Eine kritische Anmerkung: Möglicherweise sind die folgenden Aspekte stockkonservativ – wie ich mich eigentlich nicht ein­schätze – sei es drum: Eine Weiterbildung zum Psychothera­peuten kann nervend, teuer, langweilig, … sein. Gleichwohl: Sie durchlaufen zu können ist ein Privileg (persönliche Eignung, finan­zielle Möglichkeiten) mit der Aussicht auf einen der schönsten Berufe. SE ist ein Luxus, wenn auch ein verordneter. Seminare sollten nicht mit der Einstellung des Kunden und Kon­sumenten besucht werden. Für eine SE-Gruppe ist eine Kon­sum­einstellung kontraindiziert. SE hat auch nichts mit Well­being zu tun, auch wenn SE-Gruppen hedonistische Nischen besetzen können. Keiner sollte die SE absolvieren, nur weil sie gerade dran ist, aber er/sie nicht die Bereitschaft zur Öffnung bei sich registriert. Teilnehmer ohne Anliegen sind für die Gruppe ätzend und den Leiter schwierig.

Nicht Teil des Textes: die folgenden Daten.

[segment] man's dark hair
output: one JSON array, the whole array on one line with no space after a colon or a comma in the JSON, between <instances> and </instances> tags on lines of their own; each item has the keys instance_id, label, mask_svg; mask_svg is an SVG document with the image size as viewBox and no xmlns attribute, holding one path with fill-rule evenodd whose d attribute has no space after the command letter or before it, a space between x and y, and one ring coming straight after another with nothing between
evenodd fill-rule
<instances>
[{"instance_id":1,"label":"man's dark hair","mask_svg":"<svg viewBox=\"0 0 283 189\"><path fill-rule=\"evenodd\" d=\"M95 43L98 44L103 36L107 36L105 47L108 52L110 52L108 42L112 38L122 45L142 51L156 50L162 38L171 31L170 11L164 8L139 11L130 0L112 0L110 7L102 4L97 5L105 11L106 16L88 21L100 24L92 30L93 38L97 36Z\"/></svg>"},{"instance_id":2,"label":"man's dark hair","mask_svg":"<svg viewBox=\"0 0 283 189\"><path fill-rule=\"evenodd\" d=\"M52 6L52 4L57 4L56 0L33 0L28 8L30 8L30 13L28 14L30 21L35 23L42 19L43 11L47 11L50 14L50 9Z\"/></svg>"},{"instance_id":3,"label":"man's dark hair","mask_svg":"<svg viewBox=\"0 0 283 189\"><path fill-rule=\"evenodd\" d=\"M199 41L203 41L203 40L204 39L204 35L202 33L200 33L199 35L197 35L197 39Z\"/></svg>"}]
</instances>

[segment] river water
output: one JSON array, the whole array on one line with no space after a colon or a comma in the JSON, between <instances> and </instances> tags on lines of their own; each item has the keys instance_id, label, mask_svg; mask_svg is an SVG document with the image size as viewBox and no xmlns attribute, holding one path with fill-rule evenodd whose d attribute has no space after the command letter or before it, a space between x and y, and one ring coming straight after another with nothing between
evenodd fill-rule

Die Selbsterfahrungsgruppe ist eine Gruppe. Mitunter müssen sich individuelle Interessen den Notwendigkeiten einer Grup­pen­­­arbeit unterordnen, z. B. verbindliche Zeiten, respektvoller Umgang miteinander. Zur SE-Gruppenarbeit gehört, dass sie für die verabredeten Termine hohe Priorität besitzen. Der Geburts­tag eines Freundes in einer laufenden Beziehung z. B. kann kein Grund zum Fehlen sein. Alle Teilnehmer waren bisher jung genug, um auch abends feiern zu können. Fehlt ein Gruppen­mitglied, dann fehlt das und zwar i. d. R. nachhaltig. Aus der Gestalt­psychologie abgeleitet gilt: Die Gruppe ist mehr als die Summe seiner Teilnehmer.

Wer in die SE geht, muss die Bereitschaft mitbringen, etwas über sich zu erfahren zu wollen und andere dabei zu begleiten und beobachten, wie sie das anstellen. Eine gelungene SE-Gruppe ist für alle Beteiligten ein Gewinn. Das kann  nur eine Gemeinschaftsleistung sein.